At least they got the music right at the end and played Song to the Siren (This Mortal Coil version, obviously) as they carried me out. I must have mentioned to ’Tasha that it’s what I wanted at least fifty times so I’m glad it sunk in.

Then it was into the back of a car and off to the graveyard. And there I was lowered as the vicar dribbled on with the ‘ashes to ashes, dust to dust’ crap; some soil thrown on me and yet another bloody prayer. Finally a bit of slightly too cheery murmuring as everyone began getting on with their lives and forgetting about me and going on their way to the after-funeral buffet and stuffing themselves.

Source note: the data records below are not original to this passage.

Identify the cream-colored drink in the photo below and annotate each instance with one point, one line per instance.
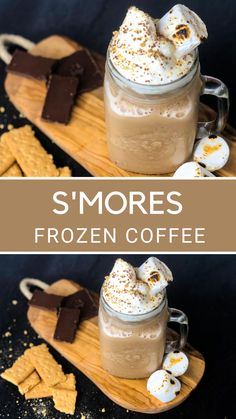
(133, 318)
(152, 91)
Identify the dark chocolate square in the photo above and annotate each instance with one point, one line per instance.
(73, 301)
(67, 324)
(83, 300)
(31, 66)
(60, 98)
(69, 66)
(45, 301)
(91, 77)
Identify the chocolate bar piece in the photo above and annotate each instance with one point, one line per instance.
(60, 98)
(91, 77)
(83, 300)
(31, 66)
(70, 66)
(67, 324)
(73, 301)
(41, 299)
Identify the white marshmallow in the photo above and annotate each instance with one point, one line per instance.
(184, 28)
(176, 362)
(154, 273)
(163, 385)
(142, 55)
(212, 151)
(125, 293)
(191, 170)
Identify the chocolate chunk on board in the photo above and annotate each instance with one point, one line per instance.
(69, 66)
(73, 301)
(45, 301)
(31, 66)
(60, 98)
(67, 324)
(91, 77)
(89, 308)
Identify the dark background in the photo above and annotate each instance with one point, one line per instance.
(91, 23)
(204, 287)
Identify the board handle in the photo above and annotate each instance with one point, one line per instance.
(8, 39)
(26, 283)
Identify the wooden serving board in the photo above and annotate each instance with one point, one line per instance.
(84, 353)
(84, 138)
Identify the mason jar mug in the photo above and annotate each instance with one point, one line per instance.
(151, 129)
(133, 345)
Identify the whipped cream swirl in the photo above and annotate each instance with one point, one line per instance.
(141, 53)
(136, 291)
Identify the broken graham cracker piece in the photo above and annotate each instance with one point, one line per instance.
(29, 153)
(46, 366)
(20, 370)
(69, 384)
(64, 400)
(6, 157)
(29, 383)
(13, 171)
(64, 171)
(41, 390)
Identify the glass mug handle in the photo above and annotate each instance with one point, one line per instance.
(178, 316)
(215, 87)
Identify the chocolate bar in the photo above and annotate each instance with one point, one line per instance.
(83, 300)
(60, 98)
(73, 301)
(31, 66)
(45, 301)
(91, 77)
(67, 324)
(70, 66)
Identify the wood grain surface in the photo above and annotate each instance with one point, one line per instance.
(84, 353)
(84, 138)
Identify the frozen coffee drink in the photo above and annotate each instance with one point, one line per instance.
(133, 318)
(152, 90)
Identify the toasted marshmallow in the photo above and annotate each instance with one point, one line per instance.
(125, 293)
(184, 28)
(123, 274)
(176, 362)
(191, 170)
(163, 385)
(144, 56)
(212, 151)
(155, 274)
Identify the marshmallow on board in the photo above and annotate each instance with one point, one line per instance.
(176, 362)
(163, 386)
(184, 28)
(192, 170)
(212, 152)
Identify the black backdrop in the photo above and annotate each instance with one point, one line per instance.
(91, 23)
(204, 287)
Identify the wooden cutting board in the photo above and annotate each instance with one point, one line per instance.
(84, 353)
(84, 138)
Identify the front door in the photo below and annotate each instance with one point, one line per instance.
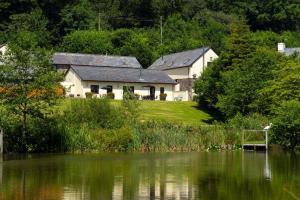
(152, 93)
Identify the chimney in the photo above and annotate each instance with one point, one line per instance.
(281, 47)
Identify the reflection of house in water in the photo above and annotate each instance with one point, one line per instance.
(171, 187)
(72, 193)
(117, 193)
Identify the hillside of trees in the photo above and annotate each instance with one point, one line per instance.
(132, 27)
(249, 77)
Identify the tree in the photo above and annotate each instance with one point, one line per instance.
(29, 86)
(241, 84)
(34, 22)
(210, 85)
(283, 87)
(78, 16)
(286, 128)
(96, 42)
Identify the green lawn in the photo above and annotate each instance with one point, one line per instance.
(178, 111)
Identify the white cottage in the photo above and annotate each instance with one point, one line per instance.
(3, 49)
(101, 75)
(184, 67)
(288, 51)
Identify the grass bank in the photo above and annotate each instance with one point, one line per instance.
(129, 125)
(179, 112)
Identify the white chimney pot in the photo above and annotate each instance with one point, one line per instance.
(281, 47)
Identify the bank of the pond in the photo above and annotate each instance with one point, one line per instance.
(155, 136)
(101, 125)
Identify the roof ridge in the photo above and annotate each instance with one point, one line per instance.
(115, 67)
(86, 54)
(206, 47)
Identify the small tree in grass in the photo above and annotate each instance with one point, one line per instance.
(286, 128)
(29, 86)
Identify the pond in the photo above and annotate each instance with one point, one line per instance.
(205, 175)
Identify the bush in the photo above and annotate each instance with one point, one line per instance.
(286, 125)
(110, 95)
(254, 121)
(88, 95)
(163, 96)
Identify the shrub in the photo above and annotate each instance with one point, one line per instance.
(88, 95)
(252, 121)
(136, 96)
(286, 125)
(163, 96)
(110, 95)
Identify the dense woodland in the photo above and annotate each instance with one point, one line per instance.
(250, 77)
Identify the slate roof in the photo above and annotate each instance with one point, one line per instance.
(95, 60)
(128, 75)
(177, 60)
(291, 51)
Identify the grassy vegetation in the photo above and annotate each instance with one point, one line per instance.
(177, 111)
(181, 112)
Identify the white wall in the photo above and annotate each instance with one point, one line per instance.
(73, 84)
(197, 67)
(178, 73)
(3, 49)
(78, 88)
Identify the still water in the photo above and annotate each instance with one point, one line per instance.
(206, 175)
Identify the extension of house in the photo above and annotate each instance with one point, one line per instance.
(168, 78)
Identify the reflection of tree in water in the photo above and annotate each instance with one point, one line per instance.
(208, 185)
(175, 176)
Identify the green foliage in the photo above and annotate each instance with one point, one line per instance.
(241, 84)
(28, 84)
(163, 97)
(88, 42)
(286, 125)
(88, 95)
(254, 121)
(78, 16)
(131, 107)
(94, 112)
(110, 95)
(284, 86)
(165, 136)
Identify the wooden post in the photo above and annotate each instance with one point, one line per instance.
(1, 141)
(266, 132)
(243, 137)
(1, 156)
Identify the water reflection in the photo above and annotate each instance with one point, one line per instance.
(231, 175)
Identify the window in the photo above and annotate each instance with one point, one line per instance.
(129, 89)
(109, 89)
(162, 90)
(95, 89)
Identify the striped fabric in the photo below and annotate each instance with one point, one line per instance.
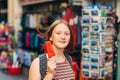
(64, 72)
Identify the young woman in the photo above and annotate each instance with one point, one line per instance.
(58, 67)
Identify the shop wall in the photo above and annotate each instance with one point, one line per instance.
(14, 14)
(117, 9)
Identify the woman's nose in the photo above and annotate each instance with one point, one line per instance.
(63, 36)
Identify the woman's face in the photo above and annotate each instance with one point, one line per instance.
(60, 36)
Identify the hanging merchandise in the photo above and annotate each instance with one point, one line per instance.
(97, 42)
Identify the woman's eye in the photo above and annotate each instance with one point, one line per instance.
(67, 34)
(57, 33)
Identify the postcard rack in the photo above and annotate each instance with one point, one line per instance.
(97, 42)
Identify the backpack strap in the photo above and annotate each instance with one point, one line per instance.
(43, 65)
(68, 58)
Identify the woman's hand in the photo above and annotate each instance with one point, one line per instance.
(51, 65)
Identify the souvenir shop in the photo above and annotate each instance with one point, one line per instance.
(24, 22)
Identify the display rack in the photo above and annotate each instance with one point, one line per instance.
(97, 42)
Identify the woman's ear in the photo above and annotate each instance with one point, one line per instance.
(50, 39)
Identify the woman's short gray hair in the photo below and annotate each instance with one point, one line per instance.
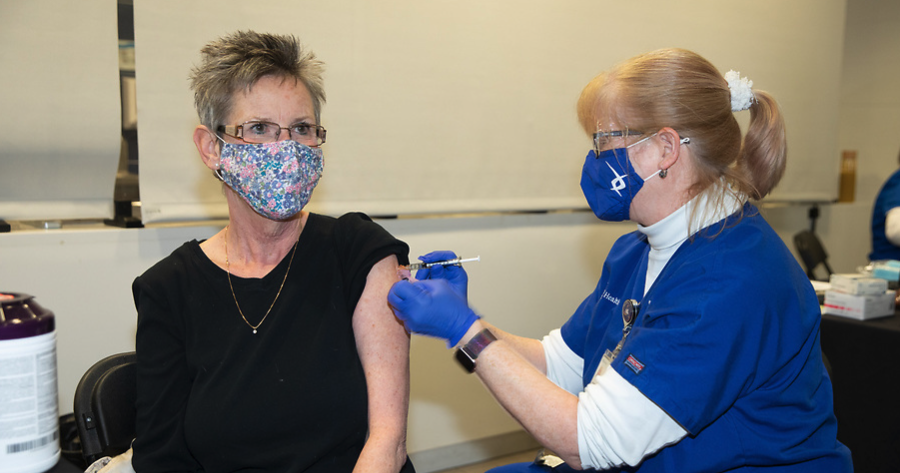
(237, 61)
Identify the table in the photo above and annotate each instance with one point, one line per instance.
(865, 366)
(64, 466)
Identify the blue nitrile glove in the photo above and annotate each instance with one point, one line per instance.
(456, 275)
(432, 307)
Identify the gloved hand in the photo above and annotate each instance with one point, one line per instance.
(432, 307)
(454, 274)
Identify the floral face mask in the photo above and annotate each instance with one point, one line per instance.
(275, 179)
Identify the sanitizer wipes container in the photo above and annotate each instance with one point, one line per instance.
(29, 403)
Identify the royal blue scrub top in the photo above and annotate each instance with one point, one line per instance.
(888, 198)
(726, 342)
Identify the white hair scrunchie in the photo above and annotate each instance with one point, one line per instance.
(741, 91)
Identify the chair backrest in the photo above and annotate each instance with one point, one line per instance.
(811, 252)
(104, 407)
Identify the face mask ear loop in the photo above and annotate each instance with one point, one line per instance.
(217, 171)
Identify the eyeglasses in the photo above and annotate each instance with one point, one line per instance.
(267, 132)
(602, 138)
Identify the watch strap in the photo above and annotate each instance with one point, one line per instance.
(469, 352)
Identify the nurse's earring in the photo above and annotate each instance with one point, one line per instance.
(665, 172)
(218, 173)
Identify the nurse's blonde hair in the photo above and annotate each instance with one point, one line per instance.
(680, 89)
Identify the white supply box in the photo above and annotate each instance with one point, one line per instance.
(859, 307)
(858, 284)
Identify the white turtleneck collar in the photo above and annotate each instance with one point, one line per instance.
(667, 235)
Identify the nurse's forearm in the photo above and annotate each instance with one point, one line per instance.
(530, 349)
(545, 410)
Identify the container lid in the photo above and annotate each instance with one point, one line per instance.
(22, 317)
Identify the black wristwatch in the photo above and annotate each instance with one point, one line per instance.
(469, 352)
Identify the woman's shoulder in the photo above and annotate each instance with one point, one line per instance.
(174, 265)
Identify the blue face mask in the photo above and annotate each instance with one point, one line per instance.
(609, 183)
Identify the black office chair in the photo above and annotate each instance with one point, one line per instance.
(104, 407)
(812, 253)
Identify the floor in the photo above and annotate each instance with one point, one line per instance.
(525, 456)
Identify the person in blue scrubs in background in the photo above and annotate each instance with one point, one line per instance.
(886, 221)
(699, 348)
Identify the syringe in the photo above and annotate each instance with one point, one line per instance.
(449, 262)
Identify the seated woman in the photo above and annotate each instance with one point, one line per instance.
(270, 346)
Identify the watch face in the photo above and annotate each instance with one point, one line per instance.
(629, 311)
(467, 362)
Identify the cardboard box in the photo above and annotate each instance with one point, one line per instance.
(858, 284)
(859, 307)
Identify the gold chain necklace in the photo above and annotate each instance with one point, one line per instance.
(228, 271)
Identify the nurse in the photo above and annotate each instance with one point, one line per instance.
(699, 348)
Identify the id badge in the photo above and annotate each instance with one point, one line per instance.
(608, 356)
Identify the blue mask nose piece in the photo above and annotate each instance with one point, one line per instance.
(609, 183)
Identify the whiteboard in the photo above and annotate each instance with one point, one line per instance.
(60, 130)
(469, 105)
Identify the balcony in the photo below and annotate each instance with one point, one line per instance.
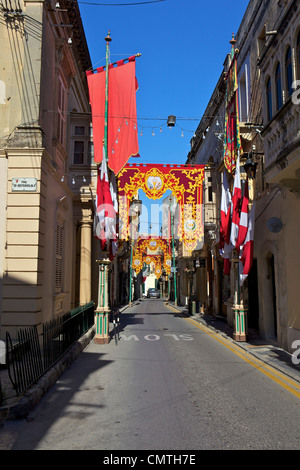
(282, 147)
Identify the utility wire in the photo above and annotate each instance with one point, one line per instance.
(120, 4)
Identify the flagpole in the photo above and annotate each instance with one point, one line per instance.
(102, 310)
(108, 40)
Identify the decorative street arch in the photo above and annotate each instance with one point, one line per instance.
(186, 184)
(152, 244)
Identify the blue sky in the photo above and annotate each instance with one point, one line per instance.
(183, 45)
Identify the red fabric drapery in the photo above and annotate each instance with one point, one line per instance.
(122, 120)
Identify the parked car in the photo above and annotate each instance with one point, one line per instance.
(153, 293)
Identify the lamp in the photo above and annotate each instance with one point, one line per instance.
(171, 121)
(250, 167)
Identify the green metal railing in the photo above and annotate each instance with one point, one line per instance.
(33, 355)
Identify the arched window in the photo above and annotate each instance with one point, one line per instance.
(269, 99)
(289, 72)
(278, 87)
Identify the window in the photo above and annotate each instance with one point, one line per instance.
(59, 249)
(269, 99)
(289, 72)
(278, 87)
(79, 130)
(78, 152)
(81, 142)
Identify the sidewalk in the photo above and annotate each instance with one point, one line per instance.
(19, 407)
(262, 349)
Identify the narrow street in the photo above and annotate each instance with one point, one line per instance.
(166, 385)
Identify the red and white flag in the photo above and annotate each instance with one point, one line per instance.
(225, 224)
(109, 210)
(246, 254)
(113, 248)
(236, 202)
(98, 228)
(243, 226)
(105, 213)
(145, 273)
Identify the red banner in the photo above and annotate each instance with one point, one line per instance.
(122, 120)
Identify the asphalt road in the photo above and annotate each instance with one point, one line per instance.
(166, 385)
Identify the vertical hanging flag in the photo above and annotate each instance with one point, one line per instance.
(243, 226)
(246, 255)
(122, 119)
(114, 197)
(232, 144)
(225, 224)
(145, 273)
(236, 202)
(99, 211)
(109, 210)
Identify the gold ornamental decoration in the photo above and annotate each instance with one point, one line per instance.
(186, 184)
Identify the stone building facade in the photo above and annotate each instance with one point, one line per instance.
(46, 163)
(268, 44)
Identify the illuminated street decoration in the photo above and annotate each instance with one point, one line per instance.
(186, 184)
(153, 244)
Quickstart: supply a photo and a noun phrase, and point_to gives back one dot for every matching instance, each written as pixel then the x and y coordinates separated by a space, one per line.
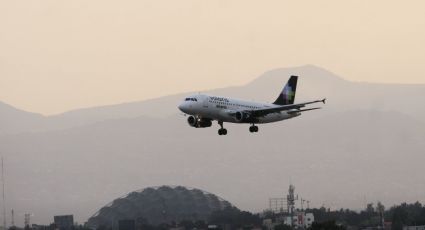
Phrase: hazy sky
pixel 60 55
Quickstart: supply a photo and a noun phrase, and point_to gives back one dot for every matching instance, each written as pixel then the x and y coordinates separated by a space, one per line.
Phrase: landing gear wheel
pixel 222 131
pixel 253 129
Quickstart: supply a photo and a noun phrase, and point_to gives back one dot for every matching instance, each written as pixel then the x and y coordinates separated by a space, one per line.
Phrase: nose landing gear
pixel 222 131
pixel 253 128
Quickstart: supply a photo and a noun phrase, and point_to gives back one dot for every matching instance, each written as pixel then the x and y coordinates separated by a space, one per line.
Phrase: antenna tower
pixel 4 200
pixel 13 218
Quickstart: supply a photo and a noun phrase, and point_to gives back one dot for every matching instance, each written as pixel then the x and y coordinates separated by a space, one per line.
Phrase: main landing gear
pixel 222 131
pixel 253 128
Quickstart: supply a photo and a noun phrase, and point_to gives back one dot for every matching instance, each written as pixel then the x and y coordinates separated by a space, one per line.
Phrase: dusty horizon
pixel 58 56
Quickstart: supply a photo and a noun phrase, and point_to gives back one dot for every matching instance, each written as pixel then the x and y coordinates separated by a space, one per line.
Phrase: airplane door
pixel 205 102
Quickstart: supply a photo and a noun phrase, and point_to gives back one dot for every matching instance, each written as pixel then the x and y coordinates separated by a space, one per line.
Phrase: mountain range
pixel 366 144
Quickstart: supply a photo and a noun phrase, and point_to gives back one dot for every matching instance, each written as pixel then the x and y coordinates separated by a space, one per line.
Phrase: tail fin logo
pixel 288 94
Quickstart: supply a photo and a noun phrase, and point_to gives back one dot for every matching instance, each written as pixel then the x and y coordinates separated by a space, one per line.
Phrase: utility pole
pixel 291 198
pixel 4 200
pixel 13 218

So here I am, down here. No idea how long it’s been, but the fact that there are maggots hatching under my skin suggests it’s been a while. Dear old daddy, he got a biodegradable coffin. No matter that they pumped me so full of chemicals when they embalmed me I’m probably toxic to anything in a ten-meter radius.

Was it all worth it? Well, the bathroom tableau didn’t quite work out, I admit, what with the shit and everything. I’d do it differently next time. But, looking back on it, the funeral, even though it was silly C of E, was quite an event. I expect it looked great. And even though he wasn’t there, I bet Ashley heard about it all afterwards. I’m sure I made my point anyway. Yes, life is a curse that brings only pain and despair. Of that I am still certain. The only problem is, that curse still hasn’t left me yet. It’s still down here with me in the grave: plaguing me in my rotting body.

I don’t know, for a while I actually didn’t mind being here. You’d think you’d panic, being buried in a coffin as you feel your flesh decompose, but its strange; it’s all quite calm: peaceful, almost. But even so, it’s a bit of a bore. Nothing to do, nobody to talk to. Just time to think. Time for lots of thinking. Going over things, again and again and again.

You know, sometimes I just want to die.